The USD/JPY pair struggled during the Monday session as the 80 handle continues to cause massive reactions in the pair. The level was the site of a large breakout back at the start of 2012, and the area is just now being tested for support. After all, the resistance level should by all means be support later, and we are about to find out now if this is true.
The Bank of Japan and the Federal Reserve are both on easing paths, although the amount that the Fed is doing is still up for debate. The Bank of Japan has been very active in the easing pattern as they have recently added ten trillion Yen to an asset purchase program in order to buy bonds, REITS, and ETFs in the Japanese markets. This is essentially the same as printing Yen out of thin air.

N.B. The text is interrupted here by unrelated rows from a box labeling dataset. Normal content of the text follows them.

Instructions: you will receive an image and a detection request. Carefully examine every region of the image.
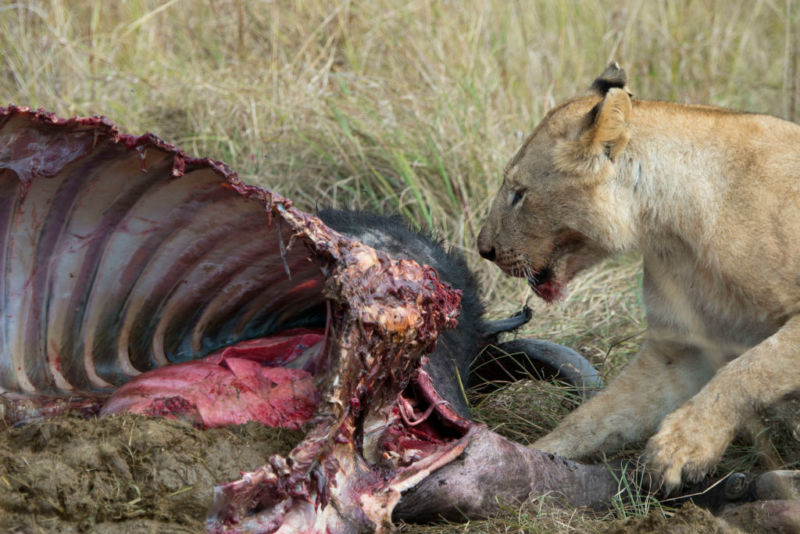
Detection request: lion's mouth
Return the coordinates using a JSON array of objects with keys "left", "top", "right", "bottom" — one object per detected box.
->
[{"left": 526, "top": 265, "right": 564, "bottom": 302}]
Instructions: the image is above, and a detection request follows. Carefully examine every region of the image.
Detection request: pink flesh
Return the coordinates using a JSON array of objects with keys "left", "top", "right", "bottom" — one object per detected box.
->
[
  {"left": 533, "top": 278, "right": 564, "bottom": 302},
  {"left": 101, "top": 329, "right": 323, "bottom": 429}
]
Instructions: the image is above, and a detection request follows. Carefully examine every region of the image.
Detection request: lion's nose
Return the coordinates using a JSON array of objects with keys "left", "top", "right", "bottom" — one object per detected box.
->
[{"left": 478, "top": 245, "right": 495, "bottom": 261}]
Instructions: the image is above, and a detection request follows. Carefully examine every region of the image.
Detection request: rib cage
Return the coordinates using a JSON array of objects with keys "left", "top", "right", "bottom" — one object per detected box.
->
[{"left": 0, "top": 108, "right": 325, "bottom": 392}]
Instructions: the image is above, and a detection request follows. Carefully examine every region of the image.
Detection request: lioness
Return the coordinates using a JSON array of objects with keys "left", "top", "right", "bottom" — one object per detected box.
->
[{"left": 478, "top": 63, "right": 800, "bottom": 492}]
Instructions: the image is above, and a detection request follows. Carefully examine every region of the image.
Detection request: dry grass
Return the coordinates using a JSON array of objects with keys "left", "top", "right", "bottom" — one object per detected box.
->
[{"left": 0, "top": 0, "right": 800, "bottom": 532}]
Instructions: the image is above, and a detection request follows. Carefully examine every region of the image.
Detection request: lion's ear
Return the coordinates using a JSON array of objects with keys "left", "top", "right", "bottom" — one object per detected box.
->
[
  {"left": 590, "top": 61, "right": 631, "bottom": 96},
  {"left": 580, "top": 87, "right": 632, "bottom": 161}
]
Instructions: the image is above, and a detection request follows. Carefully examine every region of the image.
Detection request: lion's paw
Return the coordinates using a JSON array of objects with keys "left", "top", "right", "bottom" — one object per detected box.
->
[{"left": 644, "top": 403, "right": 732, "bottom": 495}]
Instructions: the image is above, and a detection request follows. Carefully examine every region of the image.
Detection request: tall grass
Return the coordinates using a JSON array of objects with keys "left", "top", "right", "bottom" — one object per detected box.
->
[{"left": 0, "top": 0, "right": 800, "bottom": 530}]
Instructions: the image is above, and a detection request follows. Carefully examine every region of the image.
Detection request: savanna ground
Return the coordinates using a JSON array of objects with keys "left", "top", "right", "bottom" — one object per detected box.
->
[{"left": 0, "top": 0, "right": 800, "bottom": 534}]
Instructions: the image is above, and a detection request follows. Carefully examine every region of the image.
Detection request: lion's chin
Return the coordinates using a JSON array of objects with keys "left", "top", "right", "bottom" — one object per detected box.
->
[
  {"left": 527, "top": 267, "right": 566, "bottom": 302},
  {"left": 528, "top": 279, "right": 564, "bottom": 302}
]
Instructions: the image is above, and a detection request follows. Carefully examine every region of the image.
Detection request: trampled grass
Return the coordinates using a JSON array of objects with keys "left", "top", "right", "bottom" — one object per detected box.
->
[{"left": 0, "top": 0, "right": 800, "bottom": 532}]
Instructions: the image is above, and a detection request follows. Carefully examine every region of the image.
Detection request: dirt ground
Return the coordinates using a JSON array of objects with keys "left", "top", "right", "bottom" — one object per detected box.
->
[
  {"left": 0, "top": 415, "right": 302, "bottom": 534},
  {"left": 0, "top": 400, "right": 800, "bottom": 534}
]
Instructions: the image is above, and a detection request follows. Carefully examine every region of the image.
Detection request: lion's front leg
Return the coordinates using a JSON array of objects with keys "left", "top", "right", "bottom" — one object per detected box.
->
[
  {"left": 533, "top": 340, "right": 714, "bottom": 458},
  {"left": 645, "top": 316, "right": 800, "bottom": 492}
]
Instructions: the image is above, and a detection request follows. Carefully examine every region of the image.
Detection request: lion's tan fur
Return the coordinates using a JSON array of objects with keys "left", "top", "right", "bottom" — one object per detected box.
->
[{"left": 478, "top": 66, "right": 800, "bottom": 494}]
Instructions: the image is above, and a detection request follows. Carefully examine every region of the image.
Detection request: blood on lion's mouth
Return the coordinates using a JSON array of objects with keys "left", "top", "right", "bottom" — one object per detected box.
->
[{"left": 526, "top": 265, "right": 564, "bottom": 302}]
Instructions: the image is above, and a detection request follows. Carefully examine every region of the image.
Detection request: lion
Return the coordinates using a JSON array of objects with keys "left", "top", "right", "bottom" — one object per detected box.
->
[{"left": 478, "top": 63, "right": 800, "bottom": 493}]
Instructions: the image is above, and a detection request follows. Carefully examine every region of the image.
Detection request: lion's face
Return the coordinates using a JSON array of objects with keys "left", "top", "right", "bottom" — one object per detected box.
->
[{"left": 478, "top": 73, "right": 631, "bottom": 301}]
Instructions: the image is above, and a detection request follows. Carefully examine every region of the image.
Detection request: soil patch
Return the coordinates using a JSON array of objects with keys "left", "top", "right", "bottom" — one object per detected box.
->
[{"left": 0, "top": 415, "right": 302, "bottom": 533}]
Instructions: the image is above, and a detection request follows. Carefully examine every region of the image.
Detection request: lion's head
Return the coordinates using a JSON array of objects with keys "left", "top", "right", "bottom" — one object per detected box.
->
[{"left": 478, "top": 63, "right": 633, "bottom": 301}]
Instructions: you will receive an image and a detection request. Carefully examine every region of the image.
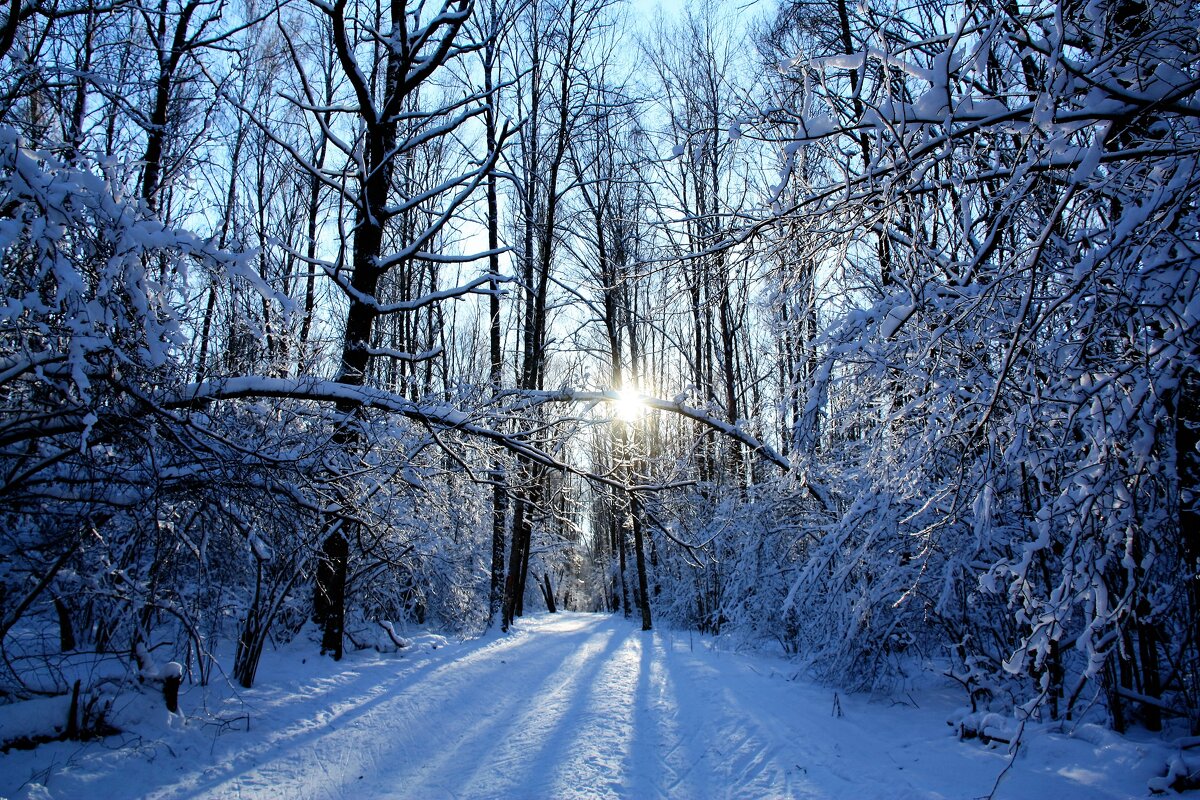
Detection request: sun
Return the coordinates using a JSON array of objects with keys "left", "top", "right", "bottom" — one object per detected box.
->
[{"left": 613, "top": 387, "right": 646, "bottom": 422}]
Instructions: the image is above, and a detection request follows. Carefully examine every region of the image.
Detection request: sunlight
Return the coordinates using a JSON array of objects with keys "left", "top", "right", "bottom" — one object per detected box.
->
[{"left": 612, "top": 387, "right": 647, "bottom": 422}]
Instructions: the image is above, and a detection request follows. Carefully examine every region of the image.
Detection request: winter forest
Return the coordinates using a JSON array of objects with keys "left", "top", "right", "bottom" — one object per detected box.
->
[{"left": 0, "top": 0, "right": 1200, "bottom": 791}]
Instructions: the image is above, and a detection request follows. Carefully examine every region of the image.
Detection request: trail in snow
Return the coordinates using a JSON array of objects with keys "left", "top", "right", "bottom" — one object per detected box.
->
[{"left": 0, "top": 614, "right": 1153, "bottom": 800}]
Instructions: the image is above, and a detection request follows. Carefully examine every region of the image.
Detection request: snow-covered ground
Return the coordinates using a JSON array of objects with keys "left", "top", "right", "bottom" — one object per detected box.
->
[{"left": 0, "top": 613, "right": 1168, "bottom": 800}]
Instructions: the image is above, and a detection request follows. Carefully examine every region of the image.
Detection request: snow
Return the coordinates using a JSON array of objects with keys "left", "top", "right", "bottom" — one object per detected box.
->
[{"left": 0, "top": 613, "right": 1170, "bottom": 800}]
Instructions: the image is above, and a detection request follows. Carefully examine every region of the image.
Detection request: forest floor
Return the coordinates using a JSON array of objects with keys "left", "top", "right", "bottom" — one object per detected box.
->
[{"left": 0, "top": 613, "right": 1166, "bottom": 800}]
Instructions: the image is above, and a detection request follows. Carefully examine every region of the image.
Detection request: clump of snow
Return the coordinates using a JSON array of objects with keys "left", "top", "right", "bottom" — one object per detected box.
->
[{"left": 0, "top": 613, "right": 1171, "bottom": 800}]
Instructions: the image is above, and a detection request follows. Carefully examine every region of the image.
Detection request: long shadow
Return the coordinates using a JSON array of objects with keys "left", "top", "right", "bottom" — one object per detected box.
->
[
  {"left": 630, "top": 631, "right": 716, "bottom": 799},
  {"left": 160, "top": 631, "right": 604, "bottom": 798},
  {"left": 391, "top": 630, "right": 618, "bottom": 796},
  {"left": 501, "top": 618, "right": 634, "bottom": 796}
]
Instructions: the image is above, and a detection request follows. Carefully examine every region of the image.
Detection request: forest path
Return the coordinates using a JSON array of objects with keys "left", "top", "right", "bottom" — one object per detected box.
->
[{"left": 7, "top": 613, "right": 1145, "bottom": 800}]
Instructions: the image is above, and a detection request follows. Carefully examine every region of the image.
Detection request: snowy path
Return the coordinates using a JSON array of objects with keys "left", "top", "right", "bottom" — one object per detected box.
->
[{"left": 0, "top": 614, "right": 1161, "bottom": 800}]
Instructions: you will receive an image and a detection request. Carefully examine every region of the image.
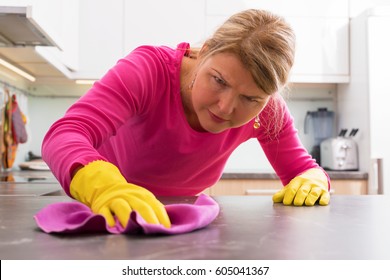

The 80 level is also right at the 50% Fibonacci level as well. This area also features the 200 day exponential average just below the recent price action which is so important to the trend traders out there. This pair should by all means have fallen by now as the global risk appetite is so poor right now. The European issues are front and center at this point, and the ability for traders to take on risks is going to be severely limited. This is probably one of the main reasons that the pair hasn’t shot straight up as under normal conditions this set up should have got almost everyone interested.
The breaking of the 80.50 level above signals to us that the market is to about to move higher, and if we get that signal we are ready to buy. The pair could move sideways for a while though, as the pair also has the Bank of Japan below and willing to get involved in this market. In fact, we are only buying this pair at this point even though there is a chance to fall. If we fall, we feel that the Bank of Japan is far too big of a threat to challenge at this point.